0

I just spent hours banging my head about the following problem in python, and I can't quite figure out why it happened.

Say I'm making a decision tree class:

class DecisionTree:

    def __init__(self, name, children = dict()):
        self.name = name 
        self.children = children # <------- here's the problem

    def add_child(self, child_name, child_tree):
        self.children[child_name] = child_tree

    def pprint(self, depth = 0):
            for childkey in self.children:
                tabs = " ".join(["\t" for x in xrange(depth)])
                print tabs + 'if ' + self.name + ' is ' + str(childkey)
                if (self.children[childkey].__class__.__name__ == 'DecisionTree'): # this is a tree, delve deeper
                    print tabs + 'and...'
                    child = self.children.get(childkey)
                    child.pprint(depth + 1 )
                else:
                    val = self.children.get(childkey)
                    print tabs + 'then predict ' + str( val )
                    print "\n"
            return ''

Now let's build a nonsense tree, and try to print it:

def make_a_tree(depth = 0, counter = 0):
    counter += 1

    if depth > 3:
        return 'bottom'
    else:

        tree = DecisionTree(str(depth)+str(counter))

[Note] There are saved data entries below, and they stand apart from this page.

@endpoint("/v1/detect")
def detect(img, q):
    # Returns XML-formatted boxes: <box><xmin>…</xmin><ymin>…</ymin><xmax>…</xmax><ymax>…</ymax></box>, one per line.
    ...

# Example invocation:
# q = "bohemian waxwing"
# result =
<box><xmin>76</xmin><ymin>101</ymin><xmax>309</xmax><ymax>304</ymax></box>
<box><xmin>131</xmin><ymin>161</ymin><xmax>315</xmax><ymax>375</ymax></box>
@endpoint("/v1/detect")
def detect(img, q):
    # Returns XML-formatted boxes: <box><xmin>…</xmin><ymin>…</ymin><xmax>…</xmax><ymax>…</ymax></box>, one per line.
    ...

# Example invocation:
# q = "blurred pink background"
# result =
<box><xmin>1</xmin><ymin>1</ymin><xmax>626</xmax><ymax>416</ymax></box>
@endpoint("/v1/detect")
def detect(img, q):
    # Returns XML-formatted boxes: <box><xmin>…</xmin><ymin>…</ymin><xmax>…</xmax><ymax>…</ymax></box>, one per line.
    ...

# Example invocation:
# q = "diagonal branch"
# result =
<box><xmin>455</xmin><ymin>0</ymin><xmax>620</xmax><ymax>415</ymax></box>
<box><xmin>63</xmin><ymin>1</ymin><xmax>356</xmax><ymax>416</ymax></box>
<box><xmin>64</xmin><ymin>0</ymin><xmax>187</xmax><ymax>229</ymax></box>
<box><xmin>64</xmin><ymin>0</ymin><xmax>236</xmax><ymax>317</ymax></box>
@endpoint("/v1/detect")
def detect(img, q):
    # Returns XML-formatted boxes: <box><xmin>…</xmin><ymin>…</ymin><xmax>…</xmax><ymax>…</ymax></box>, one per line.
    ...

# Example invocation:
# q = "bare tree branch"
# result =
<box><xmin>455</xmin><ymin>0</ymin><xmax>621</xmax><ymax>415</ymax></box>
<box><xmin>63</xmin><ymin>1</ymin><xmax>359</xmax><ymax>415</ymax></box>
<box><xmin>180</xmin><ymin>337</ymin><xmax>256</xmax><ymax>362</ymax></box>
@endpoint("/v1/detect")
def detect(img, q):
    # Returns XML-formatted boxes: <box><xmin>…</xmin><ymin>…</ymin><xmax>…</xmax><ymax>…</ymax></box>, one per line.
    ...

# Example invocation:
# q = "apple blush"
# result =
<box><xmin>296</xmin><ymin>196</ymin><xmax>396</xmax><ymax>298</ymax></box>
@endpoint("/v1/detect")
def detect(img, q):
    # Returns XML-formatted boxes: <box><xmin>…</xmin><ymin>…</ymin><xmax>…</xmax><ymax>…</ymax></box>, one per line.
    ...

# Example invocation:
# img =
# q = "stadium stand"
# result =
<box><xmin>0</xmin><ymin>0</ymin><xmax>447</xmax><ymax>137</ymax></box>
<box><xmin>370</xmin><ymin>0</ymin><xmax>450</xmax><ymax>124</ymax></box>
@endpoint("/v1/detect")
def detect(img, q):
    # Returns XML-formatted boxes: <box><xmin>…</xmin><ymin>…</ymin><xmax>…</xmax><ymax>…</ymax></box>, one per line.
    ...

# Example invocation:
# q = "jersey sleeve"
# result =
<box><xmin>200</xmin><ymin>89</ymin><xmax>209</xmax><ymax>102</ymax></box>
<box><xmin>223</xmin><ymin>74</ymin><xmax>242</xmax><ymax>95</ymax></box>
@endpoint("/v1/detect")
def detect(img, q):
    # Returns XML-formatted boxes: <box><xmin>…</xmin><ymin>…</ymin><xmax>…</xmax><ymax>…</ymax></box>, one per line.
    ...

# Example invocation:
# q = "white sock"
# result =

        for i in range(2):
            subtree = make_a_tree(depth+1, counter)
            tree.add_child(i, subtree)
        return tree

foo = make_a_tree()
foo.pprint()

This code leads to an infinite recursion loop, because the tree structure was (somehow) mistakenly built with the 2nd node of the tree referring to itself.

If I change the line I've marked above (5th one) to tree.children = dict(), then things work properly.

I can't wrap my head around what's happening here. The intention behind the code as written is to take an argument for "children", and if none is passed, create an empty dictionary and use that as children.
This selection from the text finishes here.